2- Dans la précédente interview datant de 2004, vous expliquiez d’où vous venait l’intérêt pour l’affaire Ranucci. Mais vous n’expliquez pas pourquoi vous avez écrit le Pull-Over rouge. Quel but poursuiviez vous en 1978, si évidemment vous en poursuiviez un ?

 

He bien non, précisément, je n’avais pas de but. Après, on a dit que c’était pour lutter contre la peine de mort ; ce n’était pas du tout mon but même si je suis un farouche adversaire de la peine de mort. J’ai été bouleversé par la manière dont on était arrivés à condamner un jeune homme de 20 ans et à l’envoyer sur l’échafaud…Je ne pensais pas que pareille chose était possible. Voilà ce que j’ai voulu raconter aux lecteurs comment ça se passe et vous savez j’ai reçu un énorme courrier. Je reçois aujourd’hui encore un énorme courrier. Il n’y a pas de semaine sans lettre et des lettres de toute sorte. Mais il y avait un leitmotiv dans ces lettres « je ne pensais pas que ça puisse se passer comme ça »Comme Outreau, n’est-ce pas… heu, mais là ça se termine pas à l’échafaud quand même. J’ai voulu dire aux lecteurs, c’était un besoin irrépressible, irréductible : la justice voyez-vous c’est pas infaillible. Si vous voulez, alors, le seul but que j’avais c’était de démontrer aux gens que la justice ça ne s’écrivait pas avec un J majuscule mais avec un j minuscule, que c’était une administration comme une autre, comme le fisc qui peut faire des erreurs, la sécurité sociale. Ca c’était mon but, sinon ce n’était du tout un but idéologique et je n’ai même pas pensé que ça deviendrait l’un des arguments dans la lutte contre la peine de mort. Badinter, là, pour le 25eme anniversaire de l’abolition a dit que ce livre avait joué un rôle, un grand rôle même. Mais ça n’était pas du tout mon objectif.

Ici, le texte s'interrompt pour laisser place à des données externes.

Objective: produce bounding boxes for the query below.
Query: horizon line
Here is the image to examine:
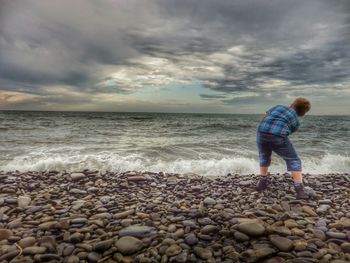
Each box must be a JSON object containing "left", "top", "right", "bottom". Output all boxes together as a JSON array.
[{"left": 1, "top": 109, "right": 349, "bottom": 116}]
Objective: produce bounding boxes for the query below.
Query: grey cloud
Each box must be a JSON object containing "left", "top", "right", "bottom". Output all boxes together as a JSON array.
[
  {"left": 200, "top": 94, "right": 228, "bottom": 99},
  {"left": 0, "top": 0, "right": 350, "bottom": 113}
]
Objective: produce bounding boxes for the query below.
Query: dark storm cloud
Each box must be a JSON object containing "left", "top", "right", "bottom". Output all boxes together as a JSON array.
[{"left": 0, "top": 0, "right": 350, "bottom": 113}]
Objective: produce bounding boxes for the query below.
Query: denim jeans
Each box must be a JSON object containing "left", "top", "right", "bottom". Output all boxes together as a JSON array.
[{"left": 256, "top": 132, "right": 302, "bottom": 171}]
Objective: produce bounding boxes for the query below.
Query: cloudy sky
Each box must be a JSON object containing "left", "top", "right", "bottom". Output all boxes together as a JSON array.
[{"left": 1, "top": 0, "right": 350, "bottom": 114}]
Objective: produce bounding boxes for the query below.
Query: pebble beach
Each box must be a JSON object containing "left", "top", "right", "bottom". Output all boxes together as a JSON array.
[{"left": 1, "top": 171, "right": 350, "bottom": 263}]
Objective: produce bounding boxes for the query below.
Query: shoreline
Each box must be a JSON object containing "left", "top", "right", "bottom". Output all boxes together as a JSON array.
[{"left": 1, "top": 171, "right": 350, "bottom": 262}]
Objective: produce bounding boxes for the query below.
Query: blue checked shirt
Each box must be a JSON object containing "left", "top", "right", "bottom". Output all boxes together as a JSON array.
[{"left": 257, "top": 105, "right": 300, "bottom": 136}]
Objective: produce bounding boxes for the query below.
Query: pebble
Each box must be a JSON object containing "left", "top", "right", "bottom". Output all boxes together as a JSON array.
[
  {"left": 200, "top": 225, "right": 219, "bottom": 235},
  {"left": 18, "top": 237, "right": 36, "bottom": 248},
  {"left": 317, "top": 204, "right": 331, "bottom": 214},
  {"left": 185, "top": 233, "right": 198, "bottom": 245},
  {"left": 270, "top": 235, "right": 293, "bottom": 252},
  {"left": 240, "top": 248, "right": 276, "bottom": 263},
  {"left": 118, "top": 225, "right": 157, "bottom": 237},
  {"left": 313, "top": 229, "right": 326, "bottom": 240},
  {"left": 165, "top": 244, "right": 182, "bottom": 256},
  {"left": 234, "top": 231, "right": 250, "bottom": 242},
  {"left": 17, "top": 196, "right": 31, "bottom": 208},
  {"left": 115, "top": 236, "right": 143, "bottom": 255},
  {"left": 193, "top": 246, "right": 213, "bottom": 260},
  {"left": 326, "top": 232, "right": 347, "bottom": 239},
  {"left": 87, "top": 252, "right": 102, "bottom": 263},
  {"left": 302, "top": 206, "right": 318, "bottom": 217},
  {"left": 340, "top": 242, "right": 350, "bottom": 253},
  {"left": 238, "top": 222, "right": 266, "bottom": 236},
  {"left": 22, "top": 246, "right": 47, "bottom": 255},
  {"left": 0, "top": 229, "right": 13, "bottom": 240},
  {"left": 70, "top": 172, "right": 86, "bottom": 181},
  {"left": 93, "top": 238, "right": 114, "bottom": 252},
  {"left": 203, "top": 197, "right": 216, "bottom": 205}
]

D’ailleurs cette affaire continue à mobiliser des gens alors même que la peine de mort est abolie. Si ça avait été une machine contre la peine de mort, tout ce serait arrêté le lendemain de l’abolition. Ca continue, et les jeunes dont je parle qui sont mobilisés par cette affaire sont souvent nés après l’abolition pour les plus jeunes.